I do know what you mean, although I do still drop a couple of cogs and floor it for fun, but we've just established that the 4-pot 1-series petrols are nothing special anyway - so why pay more to run a 116i than a 123d?
If you offered me the choice of a 120i or a 123d, I'd choose the latter. I don't consider it "less good to drive" than a petrol - It's just different. Where a sporty petrol has horsepower at high revs, a sporty diesel has a great slug of torque all the way from just above idle to about 4k rpm. It's a bit like an American V8 in that way.
Even if they made a 2.0-litre NA 4-pot petrol with high specific output and a high redline (which they're not going to because of ridiculous "green" obsessions and emissions targets), the running costs would likely be prohibitive anyway. Standard 95-Octane petrol is about £1 per litre / £4.54 per Imperial gallon here at the moment - and it won't get any better.

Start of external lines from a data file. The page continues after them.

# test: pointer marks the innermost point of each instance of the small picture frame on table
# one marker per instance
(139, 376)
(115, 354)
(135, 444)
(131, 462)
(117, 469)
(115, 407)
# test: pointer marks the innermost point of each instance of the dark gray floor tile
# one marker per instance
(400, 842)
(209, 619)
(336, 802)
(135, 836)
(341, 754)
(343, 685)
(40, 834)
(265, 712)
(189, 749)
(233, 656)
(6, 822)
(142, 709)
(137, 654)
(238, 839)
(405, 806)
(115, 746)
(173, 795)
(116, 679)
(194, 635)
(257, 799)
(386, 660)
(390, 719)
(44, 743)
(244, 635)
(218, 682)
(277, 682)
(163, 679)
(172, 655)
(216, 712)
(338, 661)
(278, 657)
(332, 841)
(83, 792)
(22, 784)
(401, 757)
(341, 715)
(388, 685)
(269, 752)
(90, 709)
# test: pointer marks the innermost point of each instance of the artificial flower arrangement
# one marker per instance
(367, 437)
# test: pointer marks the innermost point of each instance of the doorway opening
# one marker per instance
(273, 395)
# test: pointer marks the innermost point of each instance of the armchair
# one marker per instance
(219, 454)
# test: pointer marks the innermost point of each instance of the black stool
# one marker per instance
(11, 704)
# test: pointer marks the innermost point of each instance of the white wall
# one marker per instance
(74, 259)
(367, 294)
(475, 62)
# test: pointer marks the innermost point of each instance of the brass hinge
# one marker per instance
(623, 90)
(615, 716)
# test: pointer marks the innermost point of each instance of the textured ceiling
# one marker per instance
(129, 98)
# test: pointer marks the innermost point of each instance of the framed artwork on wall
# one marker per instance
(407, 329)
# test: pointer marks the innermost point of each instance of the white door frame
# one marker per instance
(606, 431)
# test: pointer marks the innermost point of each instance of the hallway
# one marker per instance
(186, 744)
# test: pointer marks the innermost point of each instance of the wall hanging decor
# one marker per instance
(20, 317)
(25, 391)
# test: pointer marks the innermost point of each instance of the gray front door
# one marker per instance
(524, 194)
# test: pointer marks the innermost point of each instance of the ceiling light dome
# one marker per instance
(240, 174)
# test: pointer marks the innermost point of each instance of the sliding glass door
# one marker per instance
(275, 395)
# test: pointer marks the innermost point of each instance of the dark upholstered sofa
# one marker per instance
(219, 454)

And although it pains me greatly to say it, eventually Albert, you're going to have to give-up your ICE engine and manual gearbox anyway. Mainstream cars will probably all be powered by electric motors in the future - I predict that there will be niche sports cars with ICE engines for enthusiasts, but they'll be so expensive to tax and run that they'll be as irrelevant as a private jet to most people.